SAN FRANCISCO—The Electronic Frontier Foundation (EFF) is honored to announce today that Erica Astrella, Head of Technology at Parkwood Entertainment and a leading voice for diversity and equity in tech, and University of Washington Computer Science & Engineering Professor Tadayoshi “Yoshi” Kohno, a renowned security researcher and scholar, have joined EFF’s Board of Directors.  

Astrella—a software engineer and tech executive who has worked at Google, Slack, Patreon, Microsoft, and Github, as well as serving as the Democratic Congressional Campaign Committee’s Chief Technology Officer—has challenged inequity in hiring and compensation in the tech industry and is a prominent and influential advocate for women and people of color in Silicon Valley.  

Kohno’s research focuses on identifying and fixing security flaws in existing and emerging technologies, and developing solutions to those risks before they endanger users and vulnerable populations. He has studied and raised awareness about security and privacy threats facing refugees in the U.S., activists in the Sudanese revolution, and medical device patients, among other understudied groups. 

“Erica and Yoshi are fearless and awe-inspiring pioneers and advocates for the idea that the creation, understanding, and control of technological innovations must not be the domain of a select few, but rather must include and support a diversity of creators, tinkerers, coders, and users,” said EFF Executive Director Cindy Cohn. “They each bring a keen technical understanding, along with invaluable talent, a strong ethical grounding, and insights that will inform and help steer EFF’s mission to ensure that technology supports freedom, justice, and innovation for all the people of the world.” 

Astrella’s commitment to advancing equity and inclusion in tech first garnered headlines when she started an internal spreadsheet for Google employees to post their salary information, revealing that female employees were paid less than male staff members in most positions. The spreadsheet was leaked to the New York Times, and heightened the conversation about gender inequity in tech.  

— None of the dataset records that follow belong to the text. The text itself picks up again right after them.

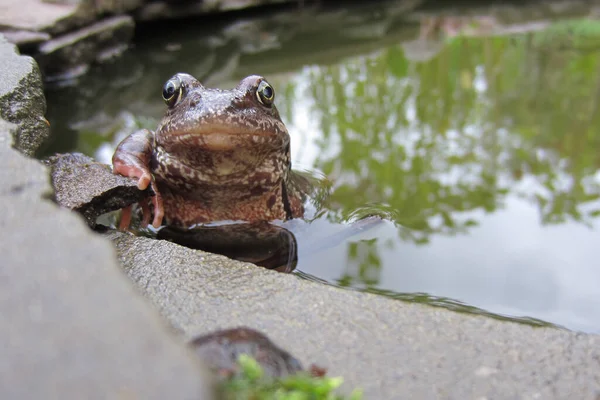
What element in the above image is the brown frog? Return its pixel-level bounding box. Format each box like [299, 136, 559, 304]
[112, 73, 306, 228]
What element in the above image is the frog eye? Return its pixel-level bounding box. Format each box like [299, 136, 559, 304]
[256, 81, 275, 106]
[163, 76, 183, 107]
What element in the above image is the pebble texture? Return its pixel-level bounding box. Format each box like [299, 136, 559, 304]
[109, 232, 600, 400]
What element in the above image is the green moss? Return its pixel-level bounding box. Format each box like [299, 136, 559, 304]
[220, 354, 362, 400]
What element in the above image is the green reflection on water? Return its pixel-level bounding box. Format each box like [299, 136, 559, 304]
[43, 10, 600, 332]
[285, 21, 600, 241]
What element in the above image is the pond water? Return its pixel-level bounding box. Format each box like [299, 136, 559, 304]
[46, 3, 600, 332]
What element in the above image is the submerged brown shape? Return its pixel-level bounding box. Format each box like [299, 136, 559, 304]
[113, 73, 306, 227]
[157, 222, 298, 272]
[190, 327, 303, 378]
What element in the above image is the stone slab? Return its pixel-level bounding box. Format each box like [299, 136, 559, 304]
[109, 233, 600, 400]
[0, 33, 212, 400]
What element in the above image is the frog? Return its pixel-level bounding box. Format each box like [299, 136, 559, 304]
[112, 72, 309, 229]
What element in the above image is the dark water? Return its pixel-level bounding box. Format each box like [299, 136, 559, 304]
[47, 3, 600, 332]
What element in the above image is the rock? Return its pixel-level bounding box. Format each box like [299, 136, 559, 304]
[108, 232, 600, 399]
[0, 30, 51, 47]
[36, 16, 134, 80]
[46, 153, 151, 227]
[0, 35, 50, 156]
[0, 0, 144, 36]
[0, 36, 213, 400]
[191, 327, 303, 378]
[0, 0, 79, 34]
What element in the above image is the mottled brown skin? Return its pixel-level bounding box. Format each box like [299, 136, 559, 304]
[113, 73, 304, 227]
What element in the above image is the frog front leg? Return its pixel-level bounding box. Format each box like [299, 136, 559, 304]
[112, 129, 164, 229]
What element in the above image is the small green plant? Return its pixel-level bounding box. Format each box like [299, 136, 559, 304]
[221, 354, 362, 400]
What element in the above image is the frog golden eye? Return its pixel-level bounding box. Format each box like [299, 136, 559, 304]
[256, 81, 275, 106]
[163, 77, 183, 107]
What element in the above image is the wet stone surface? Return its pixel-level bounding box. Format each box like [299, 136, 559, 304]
[0, 32, 213, 400]
[36, 15, 134, 80]
[0, 34, 50, 156]
[106, 232, 600, 400]
[45, 153, 151, 227]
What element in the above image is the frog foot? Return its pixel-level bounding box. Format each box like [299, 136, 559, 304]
[113, 160, 165, 230]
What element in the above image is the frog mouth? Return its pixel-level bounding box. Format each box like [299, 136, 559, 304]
[169, 126, 285, 151]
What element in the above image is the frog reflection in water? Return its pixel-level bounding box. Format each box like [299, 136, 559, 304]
[113, 73, 308, 229]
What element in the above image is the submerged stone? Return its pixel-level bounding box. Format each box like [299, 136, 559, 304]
[190, 327, 303, 378]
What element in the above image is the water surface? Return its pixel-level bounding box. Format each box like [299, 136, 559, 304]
[47, 3, 600, 332]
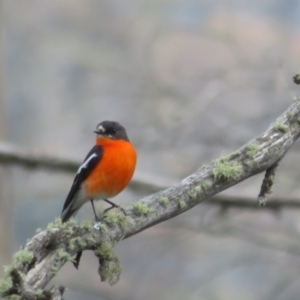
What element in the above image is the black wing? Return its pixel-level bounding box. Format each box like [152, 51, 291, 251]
[62, 145, 103, 213]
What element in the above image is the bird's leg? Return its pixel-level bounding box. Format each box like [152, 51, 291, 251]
[90, 199, 101, 222]
[103, 199, 127, 216]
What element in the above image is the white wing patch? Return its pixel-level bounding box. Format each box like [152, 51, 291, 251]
[77, 153, 97, 174]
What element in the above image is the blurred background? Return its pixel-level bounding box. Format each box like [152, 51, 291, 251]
[0, 0, 300, 300]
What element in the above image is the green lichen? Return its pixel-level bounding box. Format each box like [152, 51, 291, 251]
[178, 200, 186, 209]
[57, 249, 74, 261]
[5, 294, 21, 300]
[47, 218, 77, 232]
[213, 156, 243, 180]
[132, 202, 154, 216]
[159, 197, 170, 206]
[0, 277, 13, 297]
[100, 223, 108, 232]
[98, 256, 122, 285]
[95, 242, 115, 260]
[188, 186, 201, 200]
[273, 121, 289, 132]
[246, 143, 259, 158]
[12, 250, 34, 268]
[100, 209, 131, 231]
[87, 237, 96, 244]
[49, 266, 59, 276]
[68, 238, 76, 251]
[80, 220, 93, 231]
[202, 180, 212, 190]
[35, 289, 44, 296]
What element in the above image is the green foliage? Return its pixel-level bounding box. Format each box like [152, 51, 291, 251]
[213, 156, 243, 180]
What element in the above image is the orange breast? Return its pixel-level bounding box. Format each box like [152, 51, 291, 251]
[85, 138, 137, 199]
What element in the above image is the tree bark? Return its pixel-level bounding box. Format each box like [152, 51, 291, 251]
[2, 101, 300, 299]
[0, 0, 13, 276]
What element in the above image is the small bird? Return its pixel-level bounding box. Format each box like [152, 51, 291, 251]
[61, 121, 137, 222]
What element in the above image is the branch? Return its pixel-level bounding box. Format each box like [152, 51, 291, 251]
[2, 101, 300, 299]
[0, 142, 300, 210]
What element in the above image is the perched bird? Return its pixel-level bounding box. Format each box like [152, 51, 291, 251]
[61, 121, 137, 222]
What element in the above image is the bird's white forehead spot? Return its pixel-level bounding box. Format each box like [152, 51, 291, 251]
[98, 125, 105, 132]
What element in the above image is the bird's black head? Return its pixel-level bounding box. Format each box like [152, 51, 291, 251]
[94, 121, 129, 141]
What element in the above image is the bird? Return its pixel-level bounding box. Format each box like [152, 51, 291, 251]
[61, 121, 137, 223]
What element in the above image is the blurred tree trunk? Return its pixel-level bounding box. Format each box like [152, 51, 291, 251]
[0, 0, 13, 276]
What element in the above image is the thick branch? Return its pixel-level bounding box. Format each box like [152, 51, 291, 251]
[0, 142, 300, 210]
[1, 102, 300, 298]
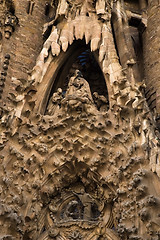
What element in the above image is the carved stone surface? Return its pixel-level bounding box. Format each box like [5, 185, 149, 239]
[0, 0, 160, 240]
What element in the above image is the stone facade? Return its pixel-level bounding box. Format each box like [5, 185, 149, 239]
[0, 0, 160, 240]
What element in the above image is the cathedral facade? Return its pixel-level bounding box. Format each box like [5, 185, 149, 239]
[0, 0, 160, 240]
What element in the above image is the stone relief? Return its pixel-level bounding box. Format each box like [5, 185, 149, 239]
[0, 0, 160, 240]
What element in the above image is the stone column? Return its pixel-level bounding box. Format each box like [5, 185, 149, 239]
[144, 0, 160, 115]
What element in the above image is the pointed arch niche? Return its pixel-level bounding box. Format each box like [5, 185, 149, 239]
[38, 40, 109, 115]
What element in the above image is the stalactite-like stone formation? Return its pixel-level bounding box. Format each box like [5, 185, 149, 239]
[0, 0, 160, 240]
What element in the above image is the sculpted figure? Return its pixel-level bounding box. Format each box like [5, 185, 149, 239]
[47, 88, 63, 115]
[62, 70, 95, 112]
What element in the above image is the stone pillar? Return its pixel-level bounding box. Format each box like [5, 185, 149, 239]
[144, 0, 160, 115]
[1, 0, 47, 102]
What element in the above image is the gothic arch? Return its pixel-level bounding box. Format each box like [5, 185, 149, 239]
[32, 40, 110, 114]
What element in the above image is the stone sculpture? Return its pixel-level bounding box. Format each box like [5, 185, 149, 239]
[0, 0, 160, 240]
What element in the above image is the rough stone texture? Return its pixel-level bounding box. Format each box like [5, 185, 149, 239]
[0, 0, 160, 240]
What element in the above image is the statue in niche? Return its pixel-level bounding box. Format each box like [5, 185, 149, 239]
[62, 70, 95, 113]
[93, 92, 109, 112]
[47, 88, 63, 115]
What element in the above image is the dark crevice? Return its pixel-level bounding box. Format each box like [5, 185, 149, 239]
[46, 41, 108, 114]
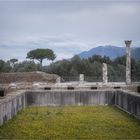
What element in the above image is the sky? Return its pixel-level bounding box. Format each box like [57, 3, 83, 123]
[0, 0, 140, 64]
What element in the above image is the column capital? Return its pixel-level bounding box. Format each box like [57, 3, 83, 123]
[124, 40, 132, 46]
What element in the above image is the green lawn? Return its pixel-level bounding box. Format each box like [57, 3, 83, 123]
[0, 106, 140, 140]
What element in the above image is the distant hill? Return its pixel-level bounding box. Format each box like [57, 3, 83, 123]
[79, 45, 140, 59]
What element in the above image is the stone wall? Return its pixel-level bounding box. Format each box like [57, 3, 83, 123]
[0, 93, 26, 125]
[26, 90, 115, 106]
[0, 90, 140, 125]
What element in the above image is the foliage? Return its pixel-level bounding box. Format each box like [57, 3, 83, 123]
[27, 49, 56, 65]
[0, 106, 140, 140]
[0, 55, 140, 82]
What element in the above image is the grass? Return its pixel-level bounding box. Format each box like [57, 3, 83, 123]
[0, 106, 140, 140]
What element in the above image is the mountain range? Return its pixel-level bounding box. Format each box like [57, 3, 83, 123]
[78, 45, 140, 60]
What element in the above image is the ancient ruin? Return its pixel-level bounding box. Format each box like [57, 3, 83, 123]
[0, 41, 140, 125]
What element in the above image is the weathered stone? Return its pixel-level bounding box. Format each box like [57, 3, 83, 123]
[79, 74, 84, 83]
[125, 40, 132, 84]
[103, 63, 108, 84]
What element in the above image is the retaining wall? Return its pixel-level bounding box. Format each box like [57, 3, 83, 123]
[26, 90, 115, 106]
[0, 93, 26, 125]
[0, 90, 140, 125]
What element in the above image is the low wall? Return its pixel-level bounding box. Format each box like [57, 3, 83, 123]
[0, 93, 26, 125]
[26, 90, 115, 106]
[0, 90, 140, 125]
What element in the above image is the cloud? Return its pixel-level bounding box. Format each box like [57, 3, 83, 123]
[0, 0, 140, 64]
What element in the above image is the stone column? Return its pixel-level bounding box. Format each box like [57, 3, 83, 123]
[103, 63, 108, 84]
[56, 77, 61, 84]
[125, 40, 132, 84]
[79, 74, 84, 83]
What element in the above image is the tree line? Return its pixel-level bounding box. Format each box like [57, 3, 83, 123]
[0, 52, 140, 82]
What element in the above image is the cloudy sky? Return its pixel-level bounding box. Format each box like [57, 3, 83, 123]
[0, 0, 140, 63]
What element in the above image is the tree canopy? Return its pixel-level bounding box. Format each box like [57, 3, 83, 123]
[26, 49, 56, 65]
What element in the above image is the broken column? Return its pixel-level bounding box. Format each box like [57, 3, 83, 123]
[79, 74, 84, 83]
[56, 77, 61, 84]
[125, 40, 132, 84]
[103, 63, 108, 84]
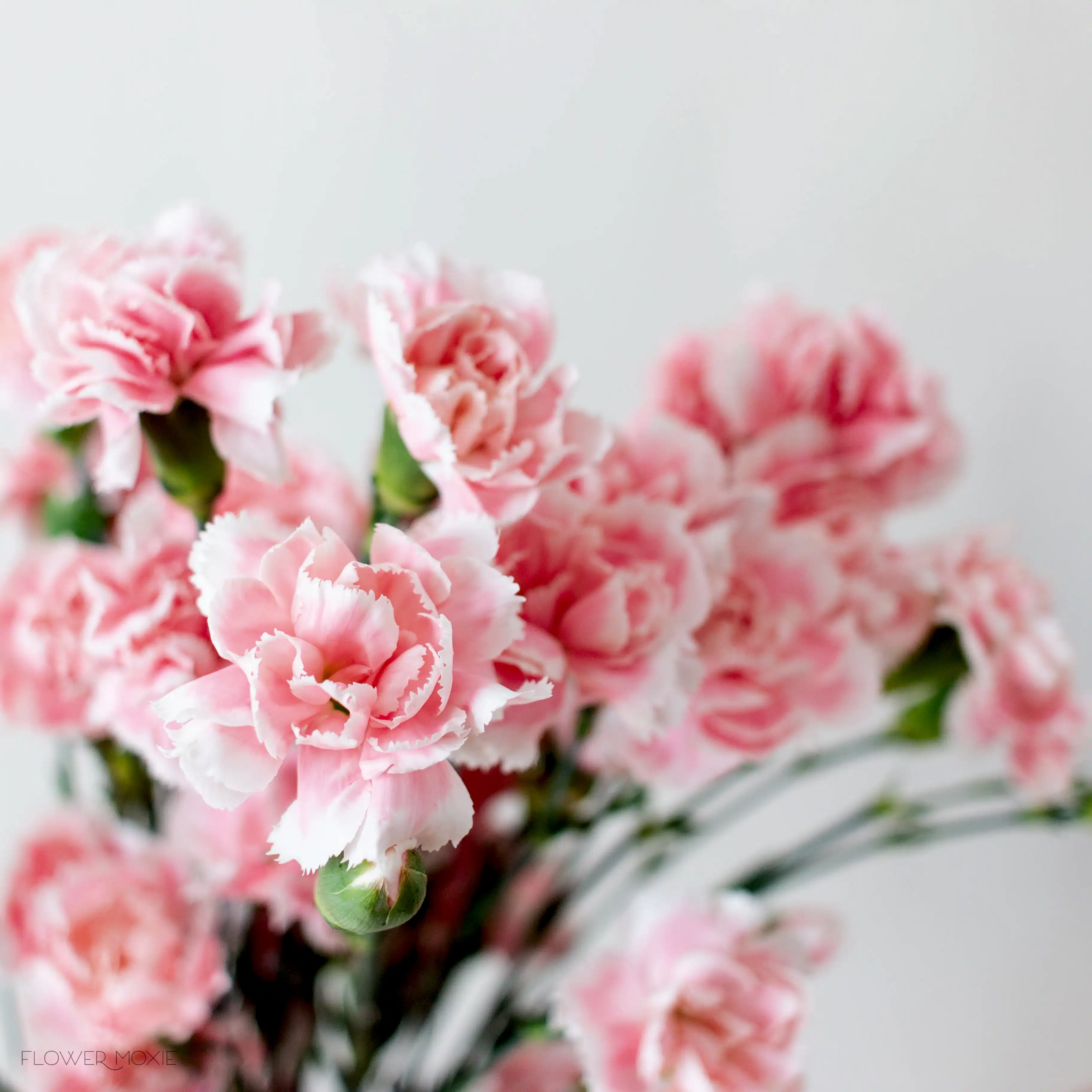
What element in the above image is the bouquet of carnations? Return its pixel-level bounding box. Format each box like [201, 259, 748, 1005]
[0, 207, 1092, 1092]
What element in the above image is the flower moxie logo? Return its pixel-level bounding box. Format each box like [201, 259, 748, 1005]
[20, 1048, 181, 1070]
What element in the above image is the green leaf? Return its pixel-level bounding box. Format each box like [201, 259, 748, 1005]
[883, 626, 970, 693]
[140, 399, 225, 523]
[891, 682, 956, 744]
[93, 738, 156, 831]
[49, 420, 95, 455]
[42, 487, 106, 543]
[315, 850, 427, 936]
[374, 406, 438, 522]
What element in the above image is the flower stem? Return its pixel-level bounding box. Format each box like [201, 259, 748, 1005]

Astrella, along with venture capitalist and former Reddit CEO Ellen Pao, venture capitalist and philanthropist Freada Kapor Klein, and software engineer Tracy Chou, founded Project Include, a nonprofit that works with companies to bring inclusion and diversity in the workplace.  

“The idea that an entire industry should belong to one or two types of people who then get to be the gatekeepers for that industry is preposterous and ridiculous on its face,” Astrella said in a 2018 speech. 

Astrella has been on the advisory boards for Atipica and Hack the Hood, the Diversity Council, the Barbie Global Advisory Board, and has been a tech mentor for Black Girls Code. Astrella is currently Head of Technology at Parkwood Entertainment.

Kohno is an award-winning scholar who has spent the last 20 years raising awareness about computer security. His work has revealed flaws in technologies that touch the lives of everyday people and vulnerable groups.  

Kohno and fellow researchers this year formulated a framework for assessing how targeted data collection can reduce racial and gender bias in facial recognition systems. Kohno and colleagues also showed how TikTok users openly discussed and advised on using tracking apps and Apple AirTags to spy on and control intimate partners and children. Kohno was an early client of EFF—in 2003 we provided legal advice when he and other security researchers disclosed serious flaws in voting machine software that could make the devices open to fraud.

Kohno says his career was shaped in part by technology pioneer and teacher Evi Nemeth, who as one of his undergraduate advisors spoke admiringly about EFF. Nemeth, who in 2013 was lost at sea, would be “super excited and proud” that he has joined the EFF board, Kohno said. “I would like to honor Evi and my memory of her with whatever I do for the board.”